Pipeline steps

This page lists HTRflow's built-in pipeline steps.

Base step¶

`PipelineStep` ¶

Pipeline step base class.

Pipeline steps are implemented by subclassing this class and overriding the run() method.

`run` ¶

Run the pipeline step.

Parameters:

Name	Type	Description	Default
`collection`	`Collection`	Input collection	required

Returns:

Type	Description
`Collection`	A new collection, updated with the results of the pipeline step.

Source code in src/htrflow/pipeline/steps.py

def run(self, collection: Collection) -> Collection:
    """
    Run the pipeline step.

    Arguments:
        collection: Input collection

    Returns:
        A new collection, updated with the results of the pipeline step.
    """

Pre-processing steps¶

`ProcessImages` ¶

Bases: PipelineStep

Base for image preprocessing steps.

This is a base class for all image preprocessing steps. Subclasses define their image processing operation by overriding the op() method. This step does not alter the original image. Instead, a new copy of the image is saved in the directory specified by ProcessImages.output_directory. The PageNode's image path is then updated to point to the new processed image.

Attributes:

Name	Type	Description
`output_directory`	`str`	Where to write the processed images.

`op` ¶

Perform the image processing operation on image.

Parameters:

Name	Type	Description	Default
`image`	`NumpyImage`	Input image.	required

Returns:

Type	Description
`NumpyImage`	A processed version of `image`.

Source code in src/htrflow/pipeline/steps.py

def op(self, image: NumpyImage) -> NumpyImage:
    """
    Perform the image processing operation on `image`.

    Arguments:
        image: Input image.

    Returns:
        A processed version of `image`.
    """
    pass

`Binarization` ¶

Bases: ProcessImages

Binarize images.

Runs image binarization on the collection's images. Saves the resulting images in a directory named binarized.

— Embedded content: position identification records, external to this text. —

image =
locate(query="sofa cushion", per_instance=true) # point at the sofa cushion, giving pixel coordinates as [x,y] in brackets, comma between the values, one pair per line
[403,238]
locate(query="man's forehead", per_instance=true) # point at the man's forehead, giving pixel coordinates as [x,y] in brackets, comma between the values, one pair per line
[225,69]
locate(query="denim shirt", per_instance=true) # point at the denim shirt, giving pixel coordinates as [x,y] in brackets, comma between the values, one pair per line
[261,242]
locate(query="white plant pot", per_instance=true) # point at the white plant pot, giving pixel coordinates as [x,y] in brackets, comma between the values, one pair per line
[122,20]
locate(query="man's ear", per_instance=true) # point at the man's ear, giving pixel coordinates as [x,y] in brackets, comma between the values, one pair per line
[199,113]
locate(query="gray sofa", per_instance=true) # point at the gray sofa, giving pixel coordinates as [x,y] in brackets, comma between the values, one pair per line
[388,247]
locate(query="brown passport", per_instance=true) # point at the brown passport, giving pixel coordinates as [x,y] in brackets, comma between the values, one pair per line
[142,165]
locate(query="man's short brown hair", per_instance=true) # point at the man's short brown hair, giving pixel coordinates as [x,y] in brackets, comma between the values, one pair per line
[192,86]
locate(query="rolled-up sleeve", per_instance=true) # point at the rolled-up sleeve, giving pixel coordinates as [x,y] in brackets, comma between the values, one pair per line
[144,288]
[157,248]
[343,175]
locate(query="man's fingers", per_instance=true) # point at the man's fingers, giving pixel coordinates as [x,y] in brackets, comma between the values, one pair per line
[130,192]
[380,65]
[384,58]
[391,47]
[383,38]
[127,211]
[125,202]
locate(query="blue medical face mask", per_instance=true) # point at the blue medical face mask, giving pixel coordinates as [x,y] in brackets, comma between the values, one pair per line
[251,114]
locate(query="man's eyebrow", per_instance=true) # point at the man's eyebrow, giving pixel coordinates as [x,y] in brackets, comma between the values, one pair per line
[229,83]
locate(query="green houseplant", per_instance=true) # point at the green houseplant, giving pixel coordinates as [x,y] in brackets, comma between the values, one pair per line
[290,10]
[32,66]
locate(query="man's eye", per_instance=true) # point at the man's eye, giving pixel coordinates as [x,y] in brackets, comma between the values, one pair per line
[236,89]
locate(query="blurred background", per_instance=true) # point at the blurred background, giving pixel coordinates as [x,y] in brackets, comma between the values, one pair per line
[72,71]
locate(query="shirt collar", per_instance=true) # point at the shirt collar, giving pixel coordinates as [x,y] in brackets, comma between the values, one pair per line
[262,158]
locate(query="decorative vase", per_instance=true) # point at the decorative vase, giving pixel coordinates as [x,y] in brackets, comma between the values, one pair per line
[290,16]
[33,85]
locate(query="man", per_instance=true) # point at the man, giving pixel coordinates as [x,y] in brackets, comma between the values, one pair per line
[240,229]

All subsequent pipeline steps will use the binarized images.

Example YAML:

- step: Binarization

Inference steps¶

`Inference` ¶

Bases: PipelineStep

Run model inference.

This is a generic pipeline step for any type of model inference. This step always runs the model on the images of the collection's leaf nodes.

Example YAML:

- step: Inference
  settings:
    model: DiT
    model_settings:
      model: ...

Source code in src/htrflow/pipeline/steps.py

def __init__(self, model_class, model_kwargs, generation_kwargs):
    self.model_class = model_class
    self.model_kwargs = model_kwargs
    self.generation_kwargs = generation_kwargs
    self.model = None

`Segmentation` ¶

Bases: Inference

Run a segmentation model.

See Segmentation models for available models.

Example YAML:

- step: Segmentation
  settings:
    model: yolo
    model_settings:
      model: Riksarkivet/yolov9-regions-1

Source code in src/htrflow/pipeline/steps.py

def __init__(self, model_class, model_kwargs, generation_kwargs):
    self.model_class = model_class
    self.model_kwargs = model_kwargs
    self.generation_kwargs = generation_kwargs
    self.model = None

`TextRecognition` ¶

Bases: Inference

Run a text recognition model.

See Text recognition models for available models.

Example YAML:

- step: TextRecognition
  settings:
    model: TrOCR
    model_settings:
      model: Riksarkivet/trocr-base-handwritten-hist-swe-2

Source code in src/htrflow/pipeline/steps.py

def __init__(self, model_class, model_kwargs, generation_kwargs):
    self.model_class = model_class
    self.model_kwargs = model_kwargs
    self.generation_kwargs = generation_kwargs
    self.model = None

Post-processing steps¶

`Prune` ¶

Bases: PipelineStep

Remove nodes based on a given condition.

This is a generic pruning (filtering) step which removes nodes (segments, lines, words) based on the given condition. The condition is a function f such that f(node) == True if node should be removed from the tree. This step runs f on all nodes, at all segmentation levels. See the RemoveLowTextConfidence[Lines|Regions|Pages] steps for examples of how to formulate condition.

Parameters:

Name	Type	Description	Default
`condition`	`Callable[[Node], bool]`	A function `f` such that `f(node) == True` if `node` should be removed from the document tree.	required

Source code in src/htrflow/pipeline/steps.py

def __init__(self, condition: Callable[[Node], bool]):
    """
    Arguments:
        condition: A function `f` such that `f(node) == True` if
            `node` should be removed from the document tree.
    """
    self.condition = condition

`RemoveLowTextConfidencePages` ¶

Bases: Prune

Remove all pages where the average text confidence score is below threshold.

Example YAML:

- step: RemoveLowTextConfidencePages
  settings:
    threshold: 0.8

Parameters:

Name	Type	Description	Default
`threshold`	`float`	Confidence score threshold.	required

Source code in src/htrflow/pipeline/steps.py

def __init__(self, threshold: float):
    """
    Arguments:
        threshold: Confidence score threshold.
    """
    super().__init__(
        lambda node: node.parent and node.parent.is_root() and metrics.average_text_confidence(node) < threshold
    )

`RemoveLowTextConfidenceRegions` ¶

Bases: Prune

Remove all regions where the average text confidence score is below threshold.

Example YAML:

- step: RemoveLowTextConfidenceRegions
  settings:
    threshold: 0.8

Parameters:

Name	Type	Description	Default
`threshold`	`float`	Confidence score threshold.	required

Source code in src/htrflow/pipeline/steps.py

def __init__(self, threshold: float):
    """
    Arguments:
        threshold: Confidence score threshold.
    """
    super().__init__(lambda node: node.is_region() and metrics.average_text_confidence(node) < threshold)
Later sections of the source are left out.